If DeepMind claims their AI can program well, but does not exhibit it in any competitions, and does not replace thousands of programmers in their jobs, what will the author of the third question do?
These are real-world questions of their own in a sense. There is real-world research you could do to investigate them (e.g. you could look at the author’s prior statements on Russia/Ukraine/AlphaZero). These questions are not what these markets claimed to be about...so what? These questions are what these markets are actually about.
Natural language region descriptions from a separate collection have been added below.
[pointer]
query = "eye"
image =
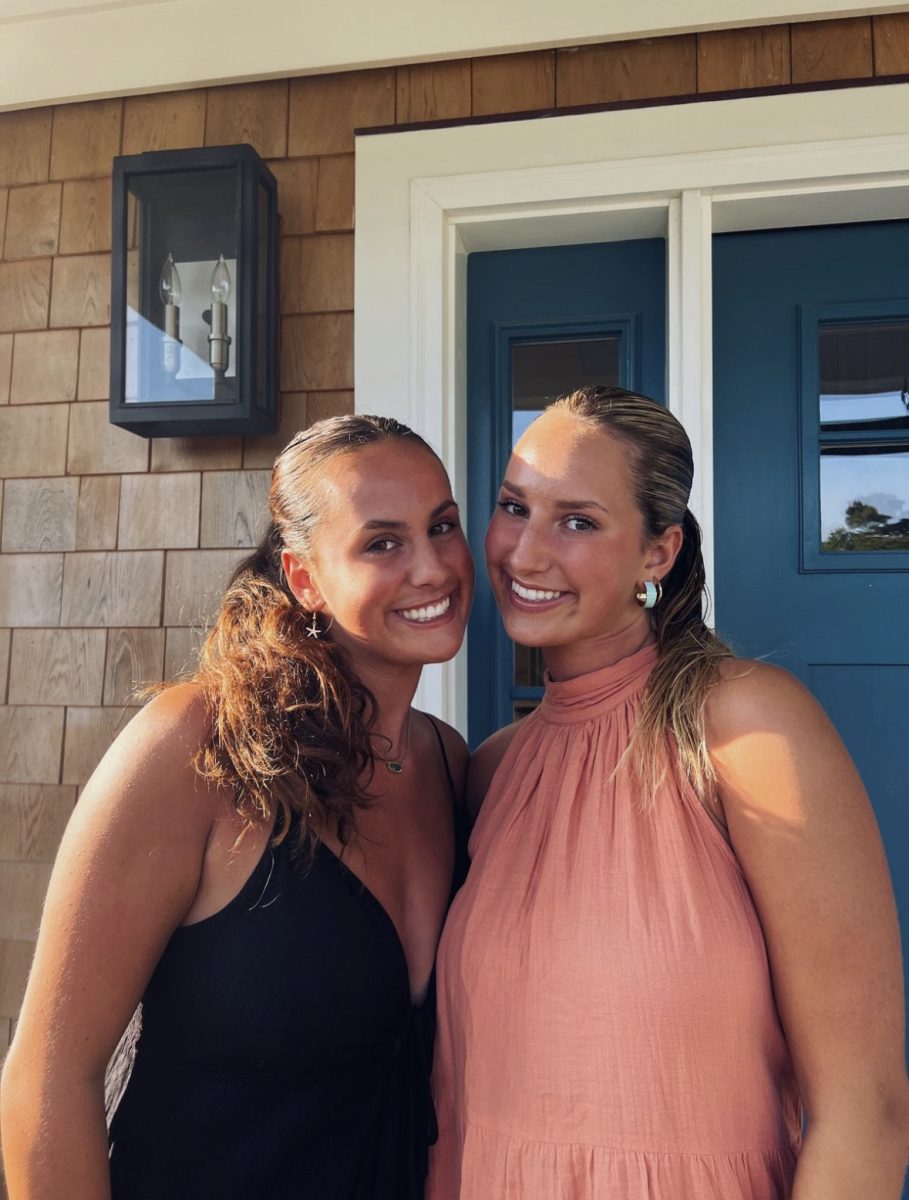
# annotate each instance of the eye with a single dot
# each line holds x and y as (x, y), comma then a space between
(512, 508)
(578, 523)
If you put serious money on the Russian-chemical-weapons Manifold market and got hedge funds interested in it (do not do this), the question these hedge funds would actually be researching to decide between 5% and 10% would be ‘how sympathetic has the author previously been to Russia/Ukraine’.
This is a problem.
ACTIONS
My recommended courses of action would be:
When writing a market, put a few seconds of time into considering ‘what things could happen’.
Try to arrange your question to be about a narrow factual issue rather than about a vague fuzzy thing/matter of opinion. (There is a reason we have financial markets that pay off based on Google’s profits, and not markets that pay off based on Google’s impact on society. Even if the latter might be more useful, it is much harder to actually define).
If you are outsourcing market evaluation to some external source, make it clear which one.
If part of market evaluation needs to be based in your personal judgment, at least make it clear that this is the case, and make it clear under which circumstances you will resolve the market which way.
When evaluating a market under edge cases, evaluate exactly the written-down question and not the question you feel like you would have written down if you had predicted this exact outcome.
As a trader, you should be very mistrustful of current Manifold markets. This doesn’t mean you can’t trade in them! Prediction markets are robust to silliness like this—but the way in which they are robust is that your job as a trader is not to predict the real-world outcome, but to predict the psychology of whoever evaluates the market. If you don’t think that’s your comparative advantage, you should look elsewhere. (Or just screw around with play money. Either way.)
As a Manifold organizer, you should consider this to be a problem. I’m not exactly sure what a good solution to it on your end would be—I haven’t thought about it for very long—but as a demo of ‘how do prediction markets work’ Manifold currently does not fill me with confidence.